Thursday, June 17, 2010

June 17: Hold Your Breath

No one pays him any attention. He goes about his business alone and quiet. I sit from the sidelines and watch him keep to himself. I feel sad for him. I want him to feel welcome and not like that of an outcast. I ask him a casual question about who he is and he stops to answer. He stops to answer a little too close for my comfort. He opens his mouth to respond and his yellow, crooked teeth are exposed before a wave of hot breath pushes through and slaps me in the face. We all know someone with bad breath. We've all had that encounter of communicating with someone that invades our personal space. But to have the two be one and the same is a horrible, horrible combination.

As I sat and listened to this guy talk, it was painfully clear why no one bothered. It was a disgusting reminder why I didn't bother. I had talked to the guy before, but never in this proximity. I never enjoyed talking to him because I thought he was a dirt bag, but now that I'm aware of this retched gas that permeates from within, I will do everything in my power to avoid any and all communication.

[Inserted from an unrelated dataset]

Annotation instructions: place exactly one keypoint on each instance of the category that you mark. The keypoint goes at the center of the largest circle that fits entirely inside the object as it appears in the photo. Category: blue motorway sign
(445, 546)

In high school, I knew guys that had horrendous breath and I was always amazed that it didn't affect their relationships with girls. Unlike the aforementioned douchebag, these guys were genuinely nice people. They were funny and smart. They could contribute to the conversation without creeping everyone out. They had the confidence to get girls, but I could never understand how a girl could voluntarily kiss something so vile and repugnant. I could hardly talk to the guys without holding my breath and riding in the same vehicle with them was torturous. They always minded their personal distance from people, but to be in a relationship with a girl means that distance doesn't exist. How could a kiss be anything short of making out with a dumpster?

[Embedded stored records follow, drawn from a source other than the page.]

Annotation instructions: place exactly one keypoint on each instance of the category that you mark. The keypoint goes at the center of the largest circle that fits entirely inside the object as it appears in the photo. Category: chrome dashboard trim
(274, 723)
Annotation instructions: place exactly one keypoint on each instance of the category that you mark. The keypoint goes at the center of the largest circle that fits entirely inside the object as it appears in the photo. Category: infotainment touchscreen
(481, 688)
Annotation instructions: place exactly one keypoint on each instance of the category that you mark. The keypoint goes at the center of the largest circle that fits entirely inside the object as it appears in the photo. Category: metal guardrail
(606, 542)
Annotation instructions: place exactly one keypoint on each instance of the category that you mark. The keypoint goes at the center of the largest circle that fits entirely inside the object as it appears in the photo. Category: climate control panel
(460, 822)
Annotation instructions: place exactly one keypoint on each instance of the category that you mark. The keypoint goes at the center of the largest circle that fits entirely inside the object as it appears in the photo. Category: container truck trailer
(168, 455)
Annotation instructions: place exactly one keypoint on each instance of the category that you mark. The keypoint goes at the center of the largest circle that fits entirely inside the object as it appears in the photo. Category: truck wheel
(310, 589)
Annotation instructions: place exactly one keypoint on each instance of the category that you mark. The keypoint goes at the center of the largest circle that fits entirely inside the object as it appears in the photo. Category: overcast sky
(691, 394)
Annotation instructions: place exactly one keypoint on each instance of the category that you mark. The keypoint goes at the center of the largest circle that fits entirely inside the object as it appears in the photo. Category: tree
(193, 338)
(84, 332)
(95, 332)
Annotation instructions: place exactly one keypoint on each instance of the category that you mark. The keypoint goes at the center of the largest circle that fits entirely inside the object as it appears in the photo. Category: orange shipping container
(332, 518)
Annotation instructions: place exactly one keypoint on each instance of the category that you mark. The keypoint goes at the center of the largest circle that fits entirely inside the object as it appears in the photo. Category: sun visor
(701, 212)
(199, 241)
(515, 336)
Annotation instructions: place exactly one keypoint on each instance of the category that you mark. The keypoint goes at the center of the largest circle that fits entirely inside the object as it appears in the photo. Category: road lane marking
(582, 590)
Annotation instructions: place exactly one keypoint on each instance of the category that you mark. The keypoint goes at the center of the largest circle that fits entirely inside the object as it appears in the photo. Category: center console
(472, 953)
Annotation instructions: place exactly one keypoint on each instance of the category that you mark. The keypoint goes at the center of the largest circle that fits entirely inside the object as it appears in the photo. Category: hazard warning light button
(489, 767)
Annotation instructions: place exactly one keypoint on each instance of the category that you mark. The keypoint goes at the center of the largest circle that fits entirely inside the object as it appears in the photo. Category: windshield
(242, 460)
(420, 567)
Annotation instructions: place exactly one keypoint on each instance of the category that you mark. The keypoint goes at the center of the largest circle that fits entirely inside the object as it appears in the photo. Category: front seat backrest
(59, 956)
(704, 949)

Maybe the old adage is true; love is blind. Then again, doesn't that go hand in hand with the expression, beauty is in the eye of the beholder which means both of these cliches are purely physical? Love is blind. It doesn't see, but it sure as hell can smell! I have an extreme lack of experience in the field of love so maybe love is blind to all including scent. All I know is that when Turd Ferguson opened his mouth and the cloud of hot, damp air billowed out and sank into the pores of my face I nearly fainted. If I ever find myself in the presence of a lady friend with that kind of exhalation, I won't care how good she looks. I won't be going in for the lip lock.

1 comment:

  1. Now I'm gonna think about this all night, every time I see this guy. Ugh. It's all painfully true, though.